Discretionary Lane-Change Decision and Control via Parameterized Soft Actor-Critic for Hybrid Action Space
Yuan Lin, Xiao Liu, Zishun Zheng
TL;DR
The paper tackles discretionary lane-change decisions in autonomous driving by formulating a hybrid-action reinforcement learning approach using Parameterized Soft Actor–Critic (PASAC) and comparing it against Model Predictive Control (MPC). By implementing PASAC in SUMO and designing discrete lane-change decisions with continuous acceleration, the authors demonstrate that PASAC can achieve zero collision rates like MPC while delivering higher average speeds and more favorable rewards, albeit with generalization challenges at higher traffic densities. A detailed comparison includes training dynamics, testing outcomes, and generalization analyses across traffic densities, along with a clear MPC baseline that shares the same cost structure. Overall, PASAC shows competitive performance and potential practical benefits for real-time, hybrid-action lane-change control, while highlighting areas for theoretical and robustness improvements.
Abstract
This study focuses on a crucial task in the field of autonomous driving, autonomous lane change.

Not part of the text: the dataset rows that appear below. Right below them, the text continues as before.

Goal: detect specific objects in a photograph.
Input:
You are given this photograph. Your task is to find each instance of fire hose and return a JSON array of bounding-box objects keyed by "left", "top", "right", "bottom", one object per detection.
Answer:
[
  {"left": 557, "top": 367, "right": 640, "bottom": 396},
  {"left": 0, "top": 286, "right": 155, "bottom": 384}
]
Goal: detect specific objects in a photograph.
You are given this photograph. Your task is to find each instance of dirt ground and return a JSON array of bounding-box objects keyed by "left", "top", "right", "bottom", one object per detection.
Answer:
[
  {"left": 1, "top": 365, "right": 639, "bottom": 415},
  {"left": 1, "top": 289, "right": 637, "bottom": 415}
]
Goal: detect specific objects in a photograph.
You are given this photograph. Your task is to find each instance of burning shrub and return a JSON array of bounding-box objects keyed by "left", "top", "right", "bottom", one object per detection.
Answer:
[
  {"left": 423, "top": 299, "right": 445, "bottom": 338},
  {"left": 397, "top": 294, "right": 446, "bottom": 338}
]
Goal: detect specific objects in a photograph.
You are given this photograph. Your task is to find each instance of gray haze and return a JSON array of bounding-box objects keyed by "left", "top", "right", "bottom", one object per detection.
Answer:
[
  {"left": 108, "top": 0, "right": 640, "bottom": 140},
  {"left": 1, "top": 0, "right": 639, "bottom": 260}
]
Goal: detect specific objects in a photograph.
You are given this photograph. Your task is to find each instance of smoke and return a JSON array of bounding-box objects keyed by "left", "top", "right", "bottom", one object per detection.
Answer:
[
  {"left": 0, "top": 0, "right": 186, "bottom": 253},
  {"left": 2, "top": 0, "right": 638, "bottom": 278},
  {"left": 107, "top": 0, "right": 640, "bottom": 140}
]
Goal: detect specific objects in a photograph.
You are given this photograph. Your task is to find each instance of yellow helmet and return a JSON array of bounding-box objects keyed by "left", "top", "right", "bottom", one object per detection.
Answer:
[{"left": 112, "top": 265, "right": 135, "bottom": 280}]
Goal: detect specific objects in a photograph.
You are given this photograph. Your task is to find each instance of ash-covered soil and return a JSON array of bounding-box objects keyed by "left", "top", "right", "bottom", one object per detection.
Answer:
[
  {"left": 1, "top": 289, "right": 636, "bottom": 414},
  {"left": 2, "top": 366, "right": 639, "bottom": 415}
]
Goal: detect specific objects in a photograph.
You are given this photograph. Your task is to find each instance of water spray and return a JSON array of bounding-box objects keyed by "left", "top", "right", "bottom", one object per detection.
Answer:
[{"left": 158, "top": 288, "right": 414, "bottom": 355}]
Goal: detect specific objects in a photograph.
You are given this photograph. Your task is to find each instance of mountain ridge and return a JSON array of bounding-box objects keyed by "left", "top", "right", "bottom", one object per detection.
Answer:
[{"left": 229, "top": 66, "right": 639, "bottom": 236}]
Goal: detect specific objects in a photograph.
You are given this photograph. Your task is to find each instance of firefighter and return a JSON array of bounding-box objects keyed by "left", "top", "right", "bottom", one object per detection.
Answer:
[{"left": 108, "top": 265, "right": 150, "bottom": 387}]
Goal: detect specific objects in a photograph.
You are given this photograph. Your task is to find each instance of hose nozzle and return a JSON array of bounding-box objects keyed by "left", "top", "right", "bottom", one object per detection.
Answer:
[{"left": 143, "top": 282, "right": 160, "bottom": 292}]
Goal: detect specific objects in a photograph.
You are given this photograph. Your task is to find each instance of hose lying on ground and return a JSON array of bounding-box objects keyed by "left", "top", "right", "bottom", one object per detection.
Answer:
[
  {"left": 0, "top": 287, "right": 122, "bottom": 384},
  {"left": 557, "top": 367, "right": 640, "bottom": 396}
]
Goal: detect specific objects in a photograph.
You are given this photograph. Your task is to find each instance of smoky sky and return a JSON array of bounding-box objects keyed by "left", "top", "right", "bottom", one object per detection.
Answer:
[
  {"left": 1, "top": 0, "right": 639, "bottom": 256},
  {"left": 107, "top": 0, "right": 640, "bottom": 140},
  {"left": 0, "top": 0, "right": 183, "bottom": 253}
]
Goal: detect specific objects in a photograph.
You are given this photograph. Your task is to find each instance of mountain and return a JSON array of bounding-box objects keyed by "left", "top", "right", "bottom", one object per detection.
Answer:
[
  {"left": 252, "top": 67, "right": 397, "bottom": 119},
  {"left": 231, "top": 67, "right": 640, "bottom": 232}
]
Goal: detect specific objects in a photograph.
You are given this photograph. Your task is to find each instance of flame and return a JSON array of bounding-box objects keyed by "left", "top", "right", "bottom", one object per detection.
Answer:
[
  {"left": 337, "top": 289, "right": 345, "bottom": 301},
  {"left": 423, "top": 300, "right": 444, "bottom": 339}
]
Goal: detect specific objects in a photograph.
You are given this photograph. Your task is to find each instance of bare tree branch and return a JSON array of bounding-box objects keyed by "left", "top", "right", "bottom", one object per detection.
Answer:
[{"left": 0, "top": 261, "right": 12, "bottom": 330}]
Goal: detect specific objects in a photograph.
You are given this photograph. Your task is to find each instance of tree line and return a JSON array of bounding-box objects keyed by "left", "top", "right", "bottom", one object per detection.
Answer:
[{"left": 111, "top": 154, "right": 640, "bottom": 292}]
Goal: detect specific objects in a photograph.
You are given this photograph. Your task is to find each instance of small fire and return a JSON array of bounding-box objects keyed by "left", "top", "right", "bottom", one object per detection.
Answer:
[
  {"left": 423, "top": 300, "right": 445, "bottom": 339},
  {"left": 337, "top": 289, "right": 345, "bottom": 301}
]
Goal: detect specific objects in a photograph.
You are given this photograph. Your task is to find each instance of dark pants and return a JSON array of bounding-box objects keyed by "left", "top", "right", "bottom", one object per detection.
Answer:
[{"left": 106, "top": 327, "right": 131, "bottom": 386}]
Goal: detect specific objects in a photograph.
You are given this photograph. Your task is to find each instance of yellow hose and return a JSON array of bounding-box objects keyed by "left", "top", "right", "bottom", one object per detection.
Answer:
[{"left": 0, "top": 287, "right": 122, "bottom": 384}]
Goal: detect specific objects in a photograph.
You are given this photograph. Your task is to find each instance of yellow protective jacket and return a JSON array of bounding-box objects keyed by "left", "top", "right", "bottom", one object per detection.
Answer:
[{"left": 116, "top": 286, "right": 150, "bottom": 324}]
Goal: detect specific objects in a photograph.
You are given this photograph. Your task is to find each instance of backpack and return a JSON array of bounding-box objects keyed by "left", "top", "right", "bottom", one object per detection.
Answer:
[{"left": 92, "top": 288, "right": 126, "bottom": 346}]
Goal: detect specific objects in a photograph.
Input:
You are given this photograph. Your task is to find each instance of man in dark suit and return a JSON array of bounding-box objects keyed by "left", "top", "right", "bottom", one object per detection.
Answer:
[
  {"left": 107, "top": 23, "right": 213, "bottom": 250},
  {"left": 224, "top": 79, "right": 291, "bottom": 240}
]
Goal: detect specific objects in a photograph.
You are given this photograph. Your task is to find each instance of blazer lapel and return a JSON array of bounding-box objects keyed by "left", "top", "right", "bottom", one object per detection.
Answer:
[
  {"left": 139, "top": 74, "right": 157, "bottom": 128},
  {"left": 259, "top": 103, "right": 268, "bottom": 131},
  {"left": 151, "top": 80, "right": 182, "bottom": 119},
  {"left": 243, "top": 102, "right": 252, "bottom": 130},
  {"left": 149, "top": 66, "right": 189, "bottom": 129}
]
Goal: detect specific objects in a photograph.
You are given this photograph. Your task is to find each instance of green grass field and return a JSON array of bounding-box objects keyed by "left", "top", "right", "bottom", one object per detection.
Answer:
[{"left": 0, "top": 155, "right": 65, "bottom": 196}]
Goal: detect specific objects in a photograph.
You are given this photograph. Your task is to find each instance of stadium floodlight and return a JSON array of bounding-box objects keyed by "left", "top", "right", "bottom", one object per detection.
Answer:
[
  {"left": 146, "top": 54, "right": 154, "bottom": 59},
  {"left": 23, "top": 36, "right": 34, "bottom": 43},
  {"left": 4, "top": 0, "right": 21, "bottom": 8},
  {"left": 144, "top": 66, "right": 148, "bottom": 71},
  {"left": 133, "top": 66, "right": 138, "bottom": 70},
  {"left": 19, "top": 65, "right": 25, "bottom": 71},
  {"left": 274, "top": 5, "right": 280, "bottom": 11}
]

Autonomous lane change plays a pivotal role in improving traffic flow, alleviating driver burden, and reducing the risk of traffic accidents. However, due to the complexity and uncertainty of lane-change scenarios, the functionality of autonomous lane change still faces challenges. In this research, we conducted autonomous lane-change simulations using both deep reinforcement learning (DRL) and model predictive control (MPC). Specifically, we used the parameterized soft actor--critic (PASAC) algorithm to train a DRL-based lane-change strategy to output both discrete lane-change decisions and continuous longitudinal vehicle acceleration. We also used MPC for lane selection based on the smallest predictive car-following costs for the different lanes. For the first time, we compared the performance of DRL and MPC in the context of lane-change decisions. The simulation results indicated that, under the same reward/cost function and traffic flow, both MPC and PASAC achieved a collision rate of 0%. PASAC demonstrated a comparable performance to MPC in terms of average rewards/costs and vehicle speeds.